Science and Engineering: Innovation, Research, Education and Economics
March 22, 2007
Biologists Solve B-12 Vitamin Puzzle

MIT biologists solve vitamin puzzle

B12, the most chemically complex of all vitamins, is essential for human health. Four Nobel Prizes have been awarded for research related to B12, but one fragment of the molecule remained an enigma–until now. The researchers report that a single enzyme synthesizes the fragment, and they outline a novel reaction mechanism that requires cannibalization of another vitamin.

Vitamin B12 is produced by soil microbes that live in symbiotic relationships with plant roots.

BluB catalyzes the formation of the B12 fragment known as DMB, which joins with another fragment, produced by a separate pathway, to form the vitamin. One of several possible reasons why it took so long to identify BluB is that some bacteria lacking the enzyme can form DMB through an alternate pathway, Walker said.
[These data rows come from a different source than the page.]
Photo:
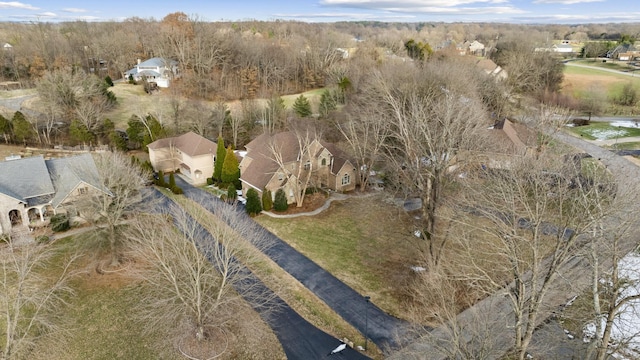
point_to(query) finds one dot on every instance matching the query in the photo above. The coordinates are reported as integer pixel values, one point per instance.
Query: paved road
(383, 329)
(299, 338)
(629, 73)
(494, 314)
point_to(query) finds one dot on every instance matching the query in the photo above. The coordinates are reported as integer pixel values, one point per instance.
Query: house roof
(157, 61)
(67, 173)
(36, 181)
(190, 143)
(262, 166)
(26, 178)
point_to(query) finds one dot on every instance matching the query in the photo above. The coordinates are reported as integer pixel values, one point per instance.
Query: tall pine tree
(230, 171)
(220, 155)
(302, 107)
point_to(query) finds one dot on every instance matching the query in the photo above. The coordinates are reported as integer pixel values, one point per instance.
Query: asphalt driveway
(383, 329)
(299, 338)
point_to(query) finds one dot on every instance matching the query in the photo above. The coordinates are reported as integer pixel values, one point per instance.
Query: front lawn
(363, 241)
(605, 131)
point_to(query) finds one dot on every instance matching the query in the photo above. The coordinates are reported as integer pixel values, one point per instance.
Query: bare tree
(525, 225)
(196, 280)
(32, 294)
(366, 133)
(120, 197)
(298, 171)
(432, 116)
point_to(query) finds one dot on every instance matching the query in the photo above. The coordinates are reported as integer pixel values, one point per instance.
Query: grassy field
(101, 323)
(604, 131)
(365, 242)
(298, 297)
(580, 82)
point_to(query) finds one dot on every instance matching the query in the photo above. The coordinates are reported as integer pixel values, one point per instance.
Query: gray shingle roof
(25, 178)
(67, 173)
(36, 181)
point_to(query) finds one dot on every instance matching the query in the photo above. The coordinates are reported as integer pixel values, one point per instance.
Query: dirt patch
(575, 83)
(311, 202)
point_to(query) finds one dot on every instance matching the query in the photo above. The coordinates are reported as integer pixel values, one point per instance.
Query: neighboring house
(562, 48)
(616, 52)
(492, 69)
(504, 141)
(155, 70)
(190, 153)
(330, 167)
(33, 189)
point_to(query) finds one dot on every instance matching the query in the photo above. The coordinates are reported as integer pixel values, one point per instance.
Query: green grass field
(364, 242)
(604, 131)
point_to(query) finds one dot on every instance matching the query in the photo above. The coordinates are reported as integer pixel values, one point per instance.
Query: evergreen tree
(267, 201)
(5, 128)
(22, 130)
(108, 81)
(135, 132)
(302, 107)
(231, 193)
(220, 154)
(230, 171)
(327, 103)
(280, 203)
(79, 133)
(253, 206)
(160, 182)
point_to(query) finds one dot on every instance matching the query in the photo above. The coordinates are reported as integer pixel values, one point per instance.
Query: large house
(33, 189)
(330, 167)
(155, 70)
(191, 154)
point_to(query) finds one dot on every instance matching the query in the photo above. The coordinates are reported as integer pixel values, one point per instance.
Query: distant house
(627, 49)
(330, 167)
(504, 141)
(191, 154)
(155, 70)
(33, 189)
(492, 69)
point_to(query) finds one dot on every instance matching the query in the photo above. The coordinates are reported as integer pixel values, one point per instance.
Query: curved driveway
(299, 338)
(383, 329)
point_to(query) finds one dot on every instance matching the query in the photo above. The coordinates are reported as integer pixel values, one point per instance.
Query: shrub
(280, 203)
(42, 239)
(267, 200)
(231, 193)
(160, 180)
(253, 202)
(60, 222)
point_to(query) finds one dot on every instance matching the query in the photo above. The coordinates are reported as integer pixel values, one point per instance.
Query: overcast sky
(512, 11)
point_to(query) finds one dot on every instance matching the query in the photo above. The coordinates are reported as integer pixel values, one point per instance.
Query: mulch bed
(311, 202)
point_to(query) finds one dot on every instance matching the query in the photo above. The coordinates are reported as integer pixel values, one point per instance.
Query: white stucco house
(155, 70)
(33, 189)
(191, 154)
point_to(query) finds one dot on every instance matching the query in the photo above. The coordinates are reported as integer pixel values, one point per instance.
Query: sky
(510, 11)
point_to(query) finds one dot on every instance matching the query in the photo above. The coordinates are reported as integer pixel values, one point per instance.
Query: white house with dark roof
(331, 167)
(155, 70)
(32, 189)
(191, 154)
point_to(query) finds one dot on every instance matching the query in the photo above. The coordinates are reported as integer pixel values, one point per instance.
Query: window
(346, 179)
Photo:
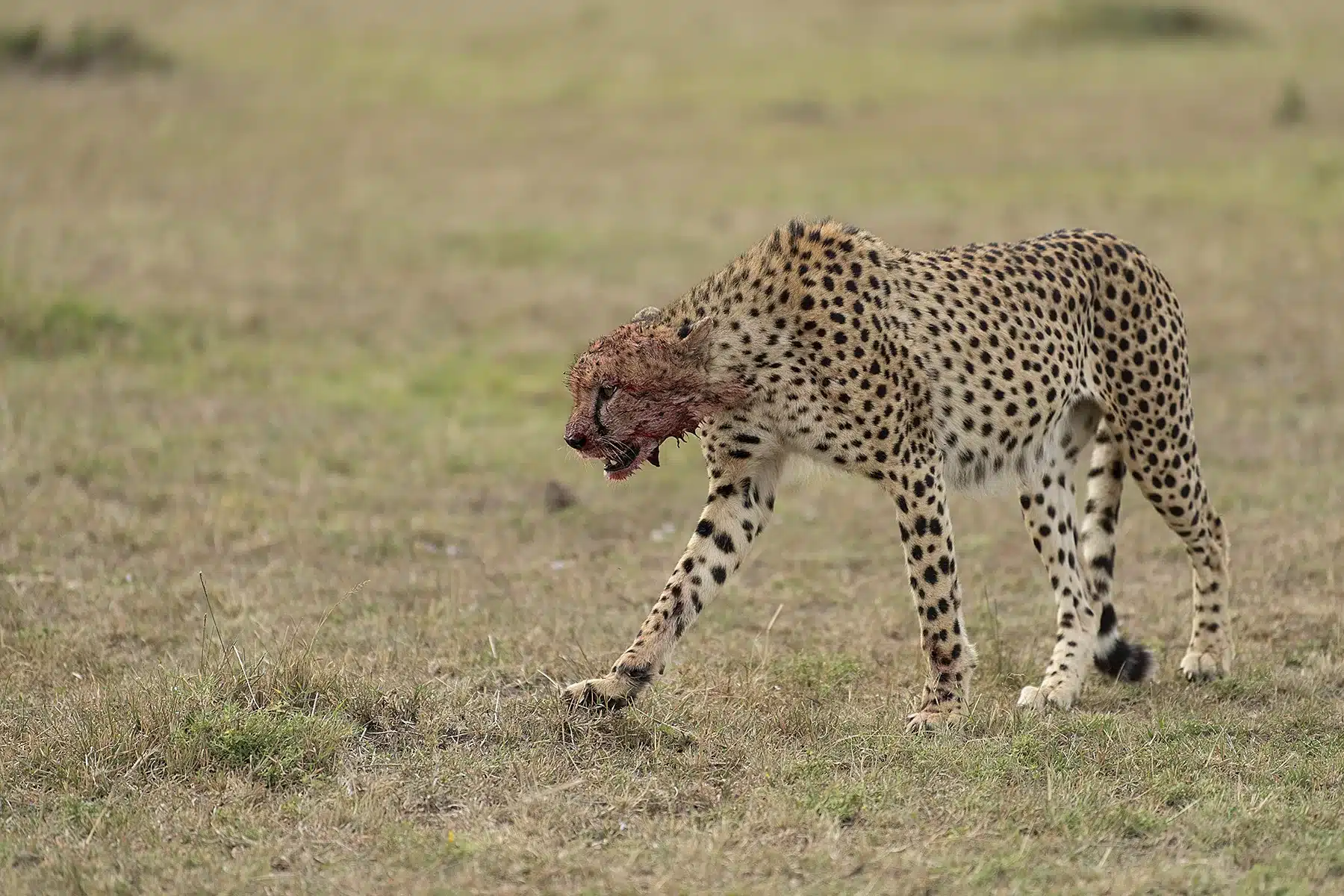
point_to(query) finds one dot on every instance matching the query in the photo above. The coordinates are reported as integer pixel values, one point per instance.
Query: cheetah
(925, 373)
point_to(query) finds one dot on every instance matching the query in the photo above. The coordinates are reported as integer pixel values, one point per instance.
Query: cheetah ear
(694, 336)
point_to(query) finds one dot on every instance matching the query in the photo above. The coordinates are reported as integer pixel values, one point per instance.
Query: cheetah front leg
(932, 563)
(739, 505)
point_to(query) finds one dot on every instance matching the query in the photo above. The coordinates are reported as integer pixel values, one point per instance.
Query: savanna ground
(293, 314)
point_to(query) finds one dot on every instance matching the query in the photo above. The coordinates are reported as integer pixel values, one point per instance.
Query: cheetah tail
(1124, 662)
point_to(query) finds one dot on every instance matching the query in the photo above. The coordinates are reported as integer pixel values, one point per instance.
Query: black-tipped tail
(1124, 662)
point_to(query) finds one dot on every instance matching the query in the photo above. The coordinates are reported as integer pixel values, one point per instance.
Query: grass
(89, 49)
(1135, 22)
(297, 317)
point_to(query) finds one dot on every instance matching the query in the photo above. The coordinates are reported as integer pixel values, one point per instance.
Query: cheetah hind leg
(1115, 657)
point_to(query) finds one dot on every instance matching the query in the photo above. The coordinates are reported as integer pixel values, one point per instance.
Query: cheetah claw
(601, 695)
(934, 721)
(1204, 667)
(1046, 697)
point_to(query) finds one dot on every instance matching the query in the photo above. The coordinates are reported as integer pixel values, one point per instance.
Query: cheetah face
(638, 386)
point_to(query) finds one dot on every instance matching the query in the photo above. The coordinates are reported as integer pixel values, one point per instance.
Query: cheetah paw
(609, 694)
(1206, 665)
(1048, 696)
(934, 721)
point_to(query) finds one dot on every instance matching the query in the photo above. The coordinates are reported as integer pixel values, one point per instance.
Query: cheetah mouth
(628, 457)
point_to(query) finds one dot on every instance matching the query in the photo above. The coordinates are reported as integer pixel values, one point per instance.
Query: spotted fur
(922, 373)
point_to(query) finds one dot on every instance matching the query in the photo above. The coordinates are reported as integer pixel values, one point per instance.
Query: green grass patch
(52, 326)
(87, 49)
(280, 719)
(1130, 22)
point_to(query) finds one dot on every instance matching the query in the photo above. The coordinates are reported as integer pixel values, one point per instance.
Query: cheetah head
(640, 385)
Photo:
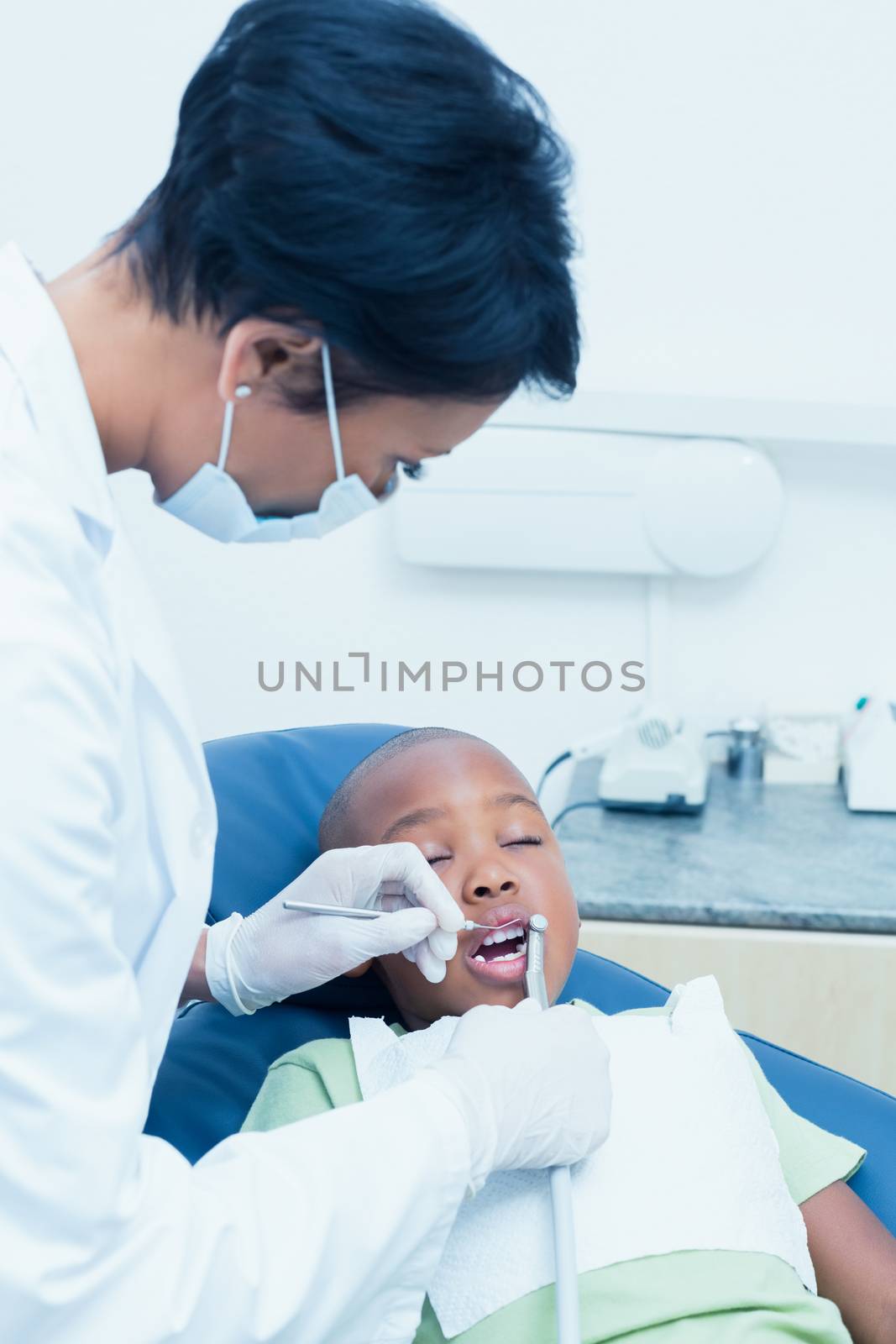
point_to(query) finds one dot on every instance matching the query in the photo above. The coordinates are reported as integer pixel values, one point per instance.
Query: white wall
(736, 208)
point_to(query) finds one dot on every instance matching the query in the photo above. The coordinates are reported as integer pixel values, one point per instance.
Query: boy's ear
(360, 971)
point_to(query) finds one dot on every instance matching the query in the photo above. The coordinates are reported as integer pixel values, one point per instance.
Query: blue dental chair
(270, 790)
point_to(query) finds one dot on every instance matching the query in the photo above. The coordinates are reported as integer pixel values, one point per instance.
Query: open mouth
(499, 954)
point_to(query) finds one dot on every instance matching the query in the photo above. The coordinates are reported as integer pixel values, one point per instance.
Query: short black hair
(369, 168)
(333, 823)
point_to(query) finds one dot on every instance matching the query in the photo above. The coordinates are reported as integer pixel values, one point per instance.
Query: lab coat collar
(35, 343)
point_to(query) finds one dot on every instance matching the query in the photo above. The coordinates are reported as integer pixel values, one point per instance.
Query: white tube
(564, 1260)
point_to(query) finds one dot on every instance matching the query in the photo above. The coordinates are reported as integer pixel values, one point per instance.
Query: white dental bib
(691, 1162)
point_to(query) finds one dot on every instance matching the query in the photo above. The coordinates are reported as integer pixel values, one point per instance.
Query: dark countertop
(763, 857)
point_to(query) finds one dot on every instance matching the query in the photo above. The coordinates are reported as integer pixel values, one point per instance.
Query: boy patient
(479, 826)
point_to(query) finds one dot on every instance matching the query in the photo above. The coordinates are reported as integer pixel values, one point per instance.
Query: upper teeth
(503, 934)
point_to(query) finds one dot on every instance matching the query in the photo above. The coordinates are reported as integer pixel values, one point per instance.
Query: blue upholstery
(271, 790)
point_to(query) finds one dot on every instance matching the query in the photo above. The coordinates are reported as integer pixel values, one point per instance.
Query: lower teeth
(506, 956)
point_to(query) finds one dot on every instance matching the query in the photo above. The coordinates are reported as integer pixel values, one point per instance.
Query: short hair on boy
(336, 813)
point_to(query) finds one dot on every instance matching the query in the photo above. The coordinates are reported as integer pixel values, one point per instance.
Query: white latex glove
(532, 1085)
(273, 953)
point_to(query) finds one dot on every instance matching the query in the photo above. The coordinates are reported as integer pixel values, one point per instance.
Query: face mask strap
(226, 430)
(331, 412)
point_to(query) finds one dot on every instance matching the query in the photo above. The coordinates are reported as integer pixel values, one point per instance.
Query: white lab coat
(320, 1231)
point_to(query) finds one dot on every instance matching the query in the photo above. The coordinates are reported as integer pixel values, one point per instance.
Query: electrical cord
(564, 756)
(574, 806)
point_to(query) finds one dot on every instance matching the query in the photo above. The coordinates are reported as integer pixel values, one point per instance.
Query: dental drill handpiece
(564, 1257)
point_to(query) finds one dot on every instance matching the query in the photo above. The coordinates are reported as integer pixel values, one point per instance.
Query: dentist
(364, 208)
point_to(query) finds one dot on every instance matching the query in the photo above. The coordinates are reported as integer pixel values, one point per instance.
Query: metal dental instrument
(345, 911)
(564, 1258)
(354, 913)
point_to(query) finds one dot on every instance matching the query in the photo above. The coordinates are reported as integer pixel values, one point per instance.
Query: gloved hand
(273, 953)
(532, 1085)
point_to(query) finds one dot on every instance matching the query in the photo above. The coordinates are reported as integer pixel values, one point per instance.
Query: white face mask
(212, 501)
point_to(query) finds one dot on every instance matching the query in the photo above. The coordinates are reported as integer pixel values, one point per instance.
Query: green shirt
(684, 1297)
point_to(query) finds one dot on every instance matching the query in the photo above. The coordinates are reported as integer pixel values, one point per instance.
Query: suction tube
(564, 1258)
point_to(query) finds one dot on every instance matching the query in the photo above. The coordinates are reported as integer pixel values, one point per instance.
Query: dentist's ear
(257, 347)
(360, 971)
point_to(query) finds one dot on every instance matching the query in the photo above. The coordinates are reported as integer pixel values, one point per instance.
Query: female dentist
(362, 206)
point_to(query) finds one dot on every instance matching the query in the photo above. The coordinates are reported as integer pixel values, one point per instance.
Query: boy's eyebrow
(412, 819)
(511, 800)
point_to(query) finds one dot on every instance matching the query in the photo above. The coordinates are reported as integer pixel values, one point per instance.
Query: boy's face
(477, 823)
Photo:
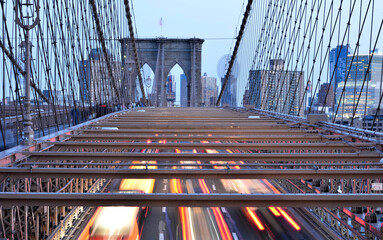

One of the most unusual aspects of BluB-catalyzed synthesis is its cannibalization of a cofactor derived from another vitamin, B2. During the reaction, the B2 cofactor is split into more than two fragments, one of which becomes DMB. Normally, the B2-derived cofactor would assist in a reaction by temporarily holding electrons and then giving them away. Such cofactors are not consumed in the reaction.